Considerations for Index Usage
Uniqueness Constraint
When creating an index, select Unique for the index property to add a uniqueness constraint. This constraint requires that values corresponding to the indexed field must be unique within the collection.
For example, if a collection has an index field foo created with the "unique" attribute, then no documents with identical foo field values can exist within that collection.

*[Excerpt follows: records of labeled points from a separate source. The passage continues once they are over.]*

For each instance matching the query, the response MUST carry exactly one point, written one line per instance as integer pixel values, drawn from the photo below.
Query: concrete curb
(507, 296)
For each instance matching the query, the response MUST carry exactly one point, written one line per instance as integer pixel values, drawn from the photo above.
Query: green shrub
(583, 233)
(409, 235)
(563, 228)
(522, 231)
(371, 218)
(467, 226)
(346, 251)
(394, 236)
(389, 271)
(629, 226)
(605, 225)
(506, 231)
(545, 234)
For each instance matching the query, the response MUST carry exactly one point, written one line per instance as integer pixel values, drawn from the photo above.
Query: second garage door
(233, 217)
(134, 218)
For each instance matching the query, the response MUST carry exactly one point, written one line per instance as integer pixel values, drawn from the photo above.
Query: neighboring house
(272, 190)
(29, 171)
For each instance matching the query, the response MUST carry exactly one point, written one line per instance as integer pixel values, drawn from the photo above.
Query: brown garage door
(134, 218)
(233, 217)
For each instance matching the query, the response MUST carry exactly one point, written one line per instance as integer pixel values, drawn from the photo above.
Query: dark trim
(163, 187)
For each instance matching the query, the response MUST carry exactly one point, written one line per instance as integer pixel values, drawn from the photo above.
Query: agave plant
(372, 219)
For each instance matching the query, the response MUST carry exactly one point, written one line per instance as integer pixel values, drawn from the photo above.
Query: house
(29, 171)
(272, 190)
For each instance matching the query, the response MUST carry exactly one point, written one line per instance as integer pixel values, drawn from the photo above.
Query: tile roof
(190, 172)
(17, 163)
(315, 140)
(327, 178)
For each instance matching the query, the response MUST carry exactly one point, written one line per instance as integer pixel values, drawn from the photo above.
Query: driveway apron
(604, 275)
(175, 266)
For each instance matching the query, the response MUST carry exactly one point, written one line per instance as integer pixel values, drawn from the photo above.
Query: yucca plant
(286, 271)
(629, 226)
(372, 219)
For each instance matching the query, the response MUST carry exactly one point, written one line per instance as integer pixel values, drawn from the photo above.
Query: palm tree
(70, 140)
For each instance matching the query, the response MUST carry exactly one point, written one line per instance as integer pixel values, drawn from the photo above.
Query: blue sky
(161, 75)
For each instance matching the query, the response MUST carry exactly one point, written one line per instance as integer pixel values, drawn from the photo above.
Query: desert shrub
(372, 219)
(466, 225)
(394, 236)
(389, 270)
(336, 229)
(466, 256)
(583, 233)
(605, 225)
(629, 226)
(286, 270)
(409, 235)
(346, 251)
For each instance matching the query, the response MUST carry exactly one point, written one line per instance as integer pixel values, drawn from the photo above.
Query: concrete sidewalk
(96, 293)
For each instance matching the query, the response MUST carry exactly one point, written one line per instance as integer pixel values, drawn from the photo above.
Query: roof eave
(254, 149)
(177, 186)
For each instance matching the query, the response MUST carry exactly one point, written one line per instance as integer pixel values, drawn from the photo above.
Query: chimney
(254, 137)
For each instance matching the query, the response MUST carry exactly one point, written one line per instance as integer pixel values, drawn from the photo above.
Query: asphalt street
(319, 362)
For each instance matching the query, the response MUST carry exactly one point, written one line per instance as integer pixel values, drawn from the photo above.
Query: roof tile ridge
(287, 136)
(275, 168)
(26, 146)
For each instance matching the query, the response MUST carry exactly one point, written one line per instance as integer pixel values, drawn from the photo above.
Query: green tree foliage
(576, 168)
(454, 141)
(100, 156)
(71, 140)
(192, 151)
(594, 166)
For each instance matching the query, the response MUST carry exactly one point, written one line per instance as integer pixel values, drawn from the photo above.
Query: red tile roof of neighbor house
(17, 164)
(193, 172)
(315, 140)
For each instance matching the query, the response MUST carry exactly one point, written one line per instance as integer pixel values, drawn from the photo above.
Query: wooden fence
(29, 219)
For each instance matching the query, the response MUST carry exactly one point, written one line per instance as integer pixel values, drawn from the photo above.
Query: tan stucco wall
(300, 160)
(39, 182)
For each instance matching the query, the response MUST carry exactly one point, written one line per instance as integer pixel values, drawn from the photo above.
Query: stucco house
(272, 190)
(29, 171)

It is particularly important to note that if a field is absent from a record, its value defaults to null for the indexed field. If the index has a uniqueness constraint, no two or more records are allowed to have a null value for this field / lack this field.
Size Limits
- The size limit of an indexed field cannot exceed 1024 bytes.
- When adding an index, if any document in the collection has an indexed field exceeding 1024 bytes, an error will be reported during index creation.
- For an indexed field, inserting a document where this field exceeds 1024 bytes will result in an error.
Each English letter (regardless of case) occupies 1 byte of space, and each Chinese character occupies 2 bytes of space.
Regular Expression
Regular expression queries cannot utilize indexes to enhance performance.